Venture capital options and angel investors with the long view for Greenfield, uncharted waters, would be able to capitalise on the first mover gains in this market.  The wheel does not need to be invented, and the strategies that have enabled specialised health care to be profitable in North America and Southeast Asia can also be applied here.  In this environment, equity is king, and the entrepreneurial skills that must be attained to garner equity-yielding relationships must be nurtured.  

9. How important is it for private healthcare providers to be involved in the full neurosurgical ecosystem - not just surgery, but also post-op rehabilitation, neurology follow-up, and long-term care?

It is important for full optimisation of upstream and downstream market profits to increase footprint in the entire ecosystem.  These other sectors are not as resource and logistics-heavy, and thus are financially viable mainly because of the longer duration of paid care, with a dedicated client traffic. These sectors also improve the dissemination of employment opportunities, enabling young people who can be quickly brought up to speed on high-yield, low-skilled care jobs.  

10. If you were to design a blueprint for private sector involvement in neurosurgical development over the next 5–10 years, what would be its core pillars - from funding mechanisms to human resource pipelines and regulatory support?

Govt-sponsored policy frameworks which promote long-term planning, allowing increased access to affordable funding with tolerance for initial poor returns. 

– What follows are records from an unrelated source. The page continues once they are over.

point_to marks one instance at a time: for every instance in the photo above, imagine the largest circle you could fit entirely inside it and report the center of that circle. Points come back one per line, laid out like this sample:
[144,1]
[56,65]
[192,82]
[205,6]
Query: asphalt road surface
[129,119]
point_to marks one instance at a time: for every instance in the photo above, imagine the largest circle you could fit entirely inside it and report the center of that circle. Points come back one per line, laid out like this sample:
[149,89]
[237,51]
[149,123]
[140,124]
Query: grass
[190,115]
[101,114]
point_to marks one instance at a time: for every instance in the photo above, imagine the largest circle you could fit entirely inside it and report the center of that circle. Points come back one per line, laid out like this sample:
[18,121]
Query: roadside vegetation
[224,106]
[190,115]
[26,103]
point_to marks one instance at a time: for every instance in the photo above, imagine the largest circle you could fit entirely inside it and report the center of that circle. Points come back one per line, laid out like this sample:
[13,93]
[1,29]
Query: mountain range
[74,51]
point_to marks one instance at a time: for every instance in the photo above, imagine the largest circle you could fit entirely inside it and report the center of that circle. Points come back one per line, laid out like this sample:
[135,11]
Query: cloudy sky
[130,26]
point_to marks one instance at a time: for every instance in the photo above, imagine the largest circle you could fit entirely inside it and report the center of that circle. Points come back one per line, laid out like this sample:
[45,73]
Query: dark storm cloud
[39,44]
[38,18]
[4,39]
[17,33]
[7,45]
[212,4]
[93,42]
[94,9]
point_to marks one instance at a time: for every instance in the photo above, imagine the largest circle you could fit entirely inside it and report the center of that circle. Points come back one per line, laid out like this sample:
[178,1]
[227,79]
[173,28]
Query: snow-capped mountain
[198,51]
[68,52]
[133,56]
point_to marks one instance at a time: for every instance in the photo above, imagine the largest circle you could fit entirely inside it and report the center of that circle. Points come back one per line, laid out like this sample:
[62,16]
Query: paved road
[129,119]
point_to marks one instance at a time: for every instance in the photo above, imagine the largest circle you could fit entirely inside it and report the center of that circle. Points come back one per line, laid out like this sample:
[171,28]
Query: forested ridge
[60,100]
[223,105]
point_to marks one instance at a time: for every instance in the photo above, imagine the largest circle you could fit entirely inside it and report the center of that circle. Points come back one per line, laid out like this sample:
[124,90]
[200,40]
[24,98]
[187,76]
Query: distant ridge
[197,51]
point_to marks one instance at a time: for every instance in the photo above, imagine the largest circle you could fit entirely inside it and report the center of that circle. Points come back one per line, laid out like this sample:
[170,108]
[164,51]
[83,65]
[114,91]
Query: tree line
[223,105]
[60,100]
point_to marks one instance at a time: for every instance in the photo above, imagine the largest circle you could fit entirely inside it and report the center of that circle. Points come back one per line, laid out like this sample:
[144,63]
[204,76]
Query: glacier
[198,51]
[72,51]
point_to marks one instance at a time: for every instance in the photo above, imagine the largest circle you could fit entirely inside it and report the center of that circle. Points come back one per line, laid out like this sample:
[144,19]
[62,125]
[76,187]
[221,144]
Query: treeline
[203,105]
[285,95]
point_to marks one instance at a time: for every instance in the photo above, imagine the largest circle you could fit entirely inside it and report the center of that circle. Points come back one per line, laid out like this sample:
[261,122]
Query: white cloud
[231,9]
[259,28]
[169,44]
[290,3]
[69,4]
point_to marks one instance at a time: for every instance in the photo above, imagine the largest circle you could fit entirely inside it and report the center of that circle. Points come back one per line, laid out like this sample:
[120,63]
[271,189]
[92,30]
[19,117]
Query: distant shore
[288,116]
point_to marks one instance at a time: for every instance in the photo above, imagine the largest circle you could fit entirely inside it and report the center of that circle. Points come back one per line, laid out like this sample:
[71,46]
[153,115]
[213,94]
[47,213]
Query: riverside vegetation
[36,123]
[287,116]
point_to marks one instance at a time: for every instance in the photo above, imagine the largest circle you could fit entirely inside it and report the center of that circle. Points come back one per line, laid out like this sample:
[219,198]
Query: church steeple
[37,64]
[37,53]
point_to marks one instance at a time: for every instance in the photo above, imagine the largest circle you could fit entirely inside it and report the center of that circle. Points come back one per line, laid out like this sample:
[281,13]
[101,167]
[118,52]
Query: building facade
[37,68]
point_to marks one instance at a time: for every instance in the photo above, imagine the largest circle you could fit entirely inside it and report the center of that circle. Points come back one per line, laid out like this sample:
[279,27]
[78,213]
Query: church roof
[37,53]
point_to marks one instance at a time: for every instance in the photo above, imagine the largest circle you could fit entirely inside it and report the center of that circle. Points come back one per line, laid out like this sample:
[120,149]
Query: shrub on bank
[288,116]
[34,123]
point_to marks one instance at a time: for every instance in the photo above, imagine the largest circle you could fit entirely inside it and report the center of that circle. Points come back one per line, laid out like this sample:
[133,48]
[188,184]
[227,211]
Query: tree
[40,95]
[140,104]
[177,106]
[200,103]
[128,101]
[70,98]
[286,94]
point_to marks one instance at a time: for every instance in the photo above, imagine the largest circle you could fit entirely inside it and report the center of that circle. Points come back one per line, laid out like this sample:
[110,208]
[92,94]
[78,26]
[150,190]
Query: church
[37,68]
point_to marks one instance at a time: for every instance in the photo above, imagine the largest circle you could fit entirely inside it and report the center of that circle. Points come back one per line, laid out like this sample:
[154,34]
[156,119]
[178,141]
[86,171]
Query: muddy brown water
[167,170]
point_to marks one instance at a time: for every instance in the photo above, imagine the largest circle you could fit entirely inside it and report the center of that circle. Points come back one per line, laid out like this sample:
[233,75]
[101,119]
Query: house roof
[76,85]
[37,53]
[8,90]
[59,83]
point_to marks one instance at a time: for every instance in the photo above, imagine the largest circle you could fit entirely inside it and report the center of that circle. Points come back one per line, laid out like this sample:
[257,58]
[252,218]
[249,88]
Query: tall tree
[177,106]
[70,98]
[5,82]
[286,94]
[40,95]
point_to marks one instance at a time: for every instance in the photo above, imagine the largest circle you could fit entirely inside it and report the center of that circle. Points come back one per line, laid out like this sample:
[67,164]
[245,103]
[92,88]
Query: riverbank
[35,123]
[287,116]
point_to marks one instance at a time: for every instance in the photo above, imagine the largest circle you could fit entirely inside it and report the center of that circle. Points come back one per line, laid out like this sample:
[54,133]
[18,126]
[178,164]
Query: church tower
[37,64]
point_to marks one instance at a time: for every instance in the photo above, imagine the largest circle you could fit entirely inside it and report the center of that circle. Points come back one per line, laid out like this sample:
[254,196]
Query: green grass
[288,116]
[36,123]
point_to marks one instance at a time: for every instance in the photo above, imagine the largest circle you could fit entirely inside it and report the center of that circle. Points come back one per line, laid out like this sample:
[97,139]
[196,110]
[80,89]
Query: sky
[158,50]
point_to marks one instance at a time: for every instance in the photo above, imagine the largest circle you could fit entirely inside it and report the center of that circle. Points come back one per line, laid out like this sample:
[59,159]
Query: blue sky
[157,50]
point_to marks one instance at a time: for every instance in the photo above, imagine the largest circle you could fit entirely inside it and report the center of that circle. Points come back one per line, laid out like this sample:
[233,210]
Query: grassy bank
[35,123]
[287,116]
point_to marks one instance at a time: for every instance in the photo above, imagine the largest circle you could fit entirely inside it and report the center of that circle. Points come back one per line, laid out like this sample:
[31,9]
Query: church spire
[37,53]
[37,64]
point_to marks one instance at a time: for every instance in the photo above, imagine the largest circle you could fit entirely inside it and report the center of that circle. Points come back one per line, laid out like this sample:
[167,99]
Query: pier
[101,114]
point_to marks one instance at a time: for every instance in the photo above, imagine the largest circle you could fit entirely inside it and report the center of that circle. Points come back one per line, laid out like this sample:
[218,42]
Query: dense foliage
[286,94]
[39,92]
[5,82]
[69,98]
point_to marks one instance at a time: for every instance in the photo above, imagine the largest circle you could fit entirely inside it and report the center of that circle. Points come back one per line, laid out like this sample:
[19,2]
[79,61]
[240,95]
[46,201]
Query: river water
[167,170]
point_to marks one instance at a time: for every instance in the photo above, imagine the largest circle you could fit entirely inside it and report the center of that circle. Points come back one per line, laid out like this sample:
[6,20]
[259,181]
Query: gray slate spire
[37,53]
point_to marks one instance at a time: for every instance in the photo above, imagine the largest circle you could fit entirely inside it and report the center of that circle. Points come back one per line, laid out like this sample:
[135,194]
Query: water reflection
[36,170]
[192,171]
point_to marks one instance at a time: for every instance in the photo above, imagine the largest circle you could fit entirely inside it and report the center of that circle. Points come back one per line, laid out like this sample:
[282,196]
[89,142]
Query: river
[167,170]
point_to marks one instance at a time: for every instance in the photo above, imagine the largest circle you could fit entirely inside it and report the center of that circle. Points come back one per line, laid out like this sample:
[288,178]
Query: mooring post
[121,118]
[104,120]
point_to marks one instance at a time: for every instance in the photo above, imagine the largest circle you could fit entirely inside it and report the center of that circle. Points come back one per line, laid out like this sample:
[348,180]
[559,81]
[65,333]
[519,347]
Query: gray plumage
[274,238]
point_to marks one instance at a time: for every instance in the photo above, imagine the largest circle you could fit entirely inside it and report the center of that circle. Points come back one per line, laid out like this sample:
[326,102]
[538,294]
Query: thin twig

  • Health entrepreneurs forming lean, efficient teams built around surgical practitioners committed to SOPs that distil pathways for improved outcomes, shunting patients away from poor services in the govt sector. 
  • Initiatives that enable mutually beneficial public sector outsourcing of high-end surgical care to efficient, private sector operators, leveraging lower overheads from private-public partnerships to reduce cost.

Author Bio

Teddy Totimeh

Teddy Totimeh trained as a neurosurgeon in Ghana at the Korle Bu Teaching Hospital. He completed a fellowship in Paediatric Neurosurgery at Alder Hey Children’s Hospital in Liverpool. He is actively involved in neurosurgery advocacy and serves on the executive committees of the International Society for Paediatric Neurosurgery, the Society for Neuro-Oncology in Sub-Saharan Africa, Africa Partners Medical, the Science History Institute, and the Ghana Spina Bifida Foundation. Dr. Totimeh runs a private neurosurgery practice at the Accra Medical Center.